Her troops began to erode and flake away, her shining checkered tiles fading to cloudy white again while her imagined cheer uniform transformed back into her ashen street clothes.

Her cover blown, Isobel tried to jerk free, fingernails scraping at the Noc’s porcelain hand.

“Oh, he’s really fighting me now,” Scrimshaw said. “I can feel him, fluttering about inside as if on fire. Tell me, should I let you two lovebirds bid each other a final farewell?”

Pinfeathers. He was talking about Pinfeathers.

“No, I think not,” said the Noc through a gritted grin. “Never been a fan of good-byes myself. Especially the kind that have been said once already.”

Isobel opened her mouth, wanting to call out to the other Noc, to beg him to push through. But Scrimshaw clenched her neck tighter, slowly crushing her windpipe.

“You should hear him implore me,” the Noc continued. “Pleading like a child. It’s almost painful to listen to. You really ruined him, you know. And now I have to wonder what it is—pardon, what it was about you that did it.” The Noc tilted his head at her while he continued to strangle her, as if he really wanted to know. “What type of poison are you, girl?”

Poison?

Because Pinfeathers cared for her, Scrimshaw saw her as poison? As Pinfeathers’s downfall? His ruin? But if she had become the biggest weakness of the leader of Varen’s Nocs—then, in regard to Scrimshaw, couldn’t the same be said for . . . ?

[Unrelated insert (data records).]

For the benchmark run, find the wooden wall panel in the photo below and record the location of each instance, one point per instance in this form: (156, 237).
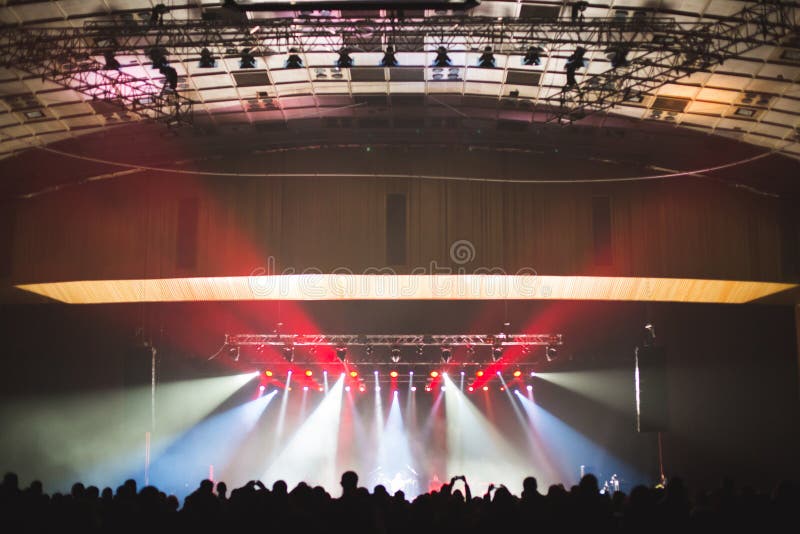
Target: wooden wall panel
(126, 227)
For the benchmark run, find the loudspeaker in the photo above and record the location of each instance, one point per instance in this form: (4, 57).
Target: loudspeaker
(652, 402)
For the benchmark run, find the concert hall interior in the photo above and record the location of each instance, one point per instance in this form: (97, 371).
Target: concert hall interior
(417, 240)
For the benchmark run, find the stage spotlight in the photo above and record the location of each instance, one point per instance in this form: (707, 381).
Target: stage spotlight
(247, 60)
(442, 59)
(294, 61)
(170, 76)
(157, 14)
(497, 353)
(487, 61)
(574, 62)
(577, 10)
(207, 59)
(111, 61)
(344, 61)
(447, 353)
(158, 57)
(533, 56)
(388, 58)
(618, 56)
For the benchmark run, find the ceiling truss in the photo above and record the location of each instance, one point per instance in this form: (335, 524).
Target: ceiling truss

Light-headedness closed in on Isobel, stealing her ability to think. The room began to blur, and the bodies of the courtiers, still draping the balconies above, became fuzzy blobs. Scrimshaw’s dual face melted into a jagged smear, and sparks flashed in the corner of her vision. But one fading glance at the creature’s open collar, at the delicate, hazy image carved into his chest, and she was reminded of who the girl was. Who she had been to Poe.

Isobel tried to speak. A gasping sound escaped her, but the Noc must have read what she’d tried to say on her lips, because for an instant, his squeezing grip faltered.

“What was that?” he demanded.

She again attempted the one-word utterance—a single name. One she knew he knew. At least as well as Pinfeathers knew her name.

Scrimshaw let go of Isobel’s neck. He switched hands, snatching her by the shirt collar instead.